Die Landesheil- und Pflegeanstalt Eichberg für psychisch kranke Menschen wurde in der Zeit des Nationalsozialismus zu einem Ort des Schreckens. Durch Überbelegung und Mangelernährung starben viele Patienten. Ab 1941 war die Anstalt im Rahmen der Tötungsaktion „T4“ Durchgangsstation für Kranke, die in den Gaskammern der Tötungsanstalt Hadamar umgebracht werden sollten. Aber auch in der Anstalt Eichberg selbst geschahen geplante Krankenmorde, zunächst auf der Kinderstation, ab 1942 auch von Erwachsenen. 
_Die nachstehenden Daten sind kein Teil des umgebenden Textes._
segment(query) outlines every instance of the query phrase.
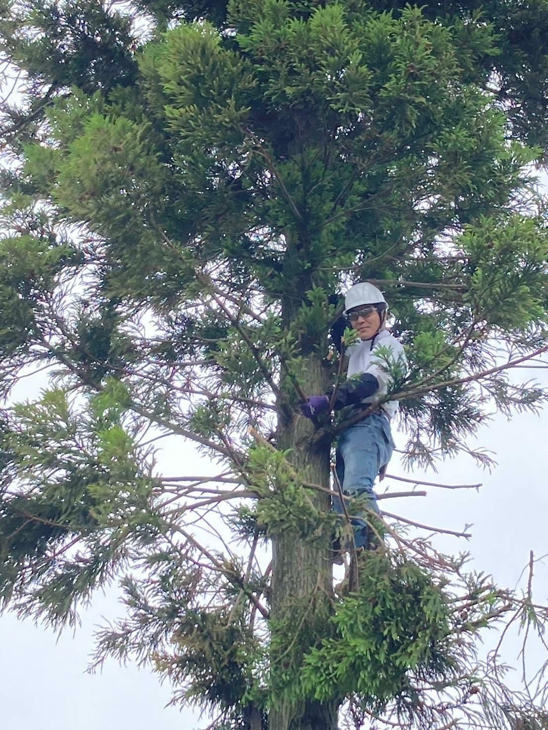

Ob dies auch das Schicksal von Adele Lipmann war, ließ sich nicht mehr feststellen. * 
Im Februar 1939 musste Emma Kopp, ehemals Jüdin, die frühere Wohnung von Adele Lipmann in der Kurhausstraße 31 beziehen, nachdem der Main-Taunus-Kreis sie gezwungen hatte, ihre Villa am Deschweg (heute Roedersteinweg) zu verkaufen. 

* Bekannt seit dem 30.8.2013: Im Gedenkbuch des Bundesarchives ist das Todesdatum von Adele Lipmann mit dem 5.2.1941, in Hadamar, angegeben.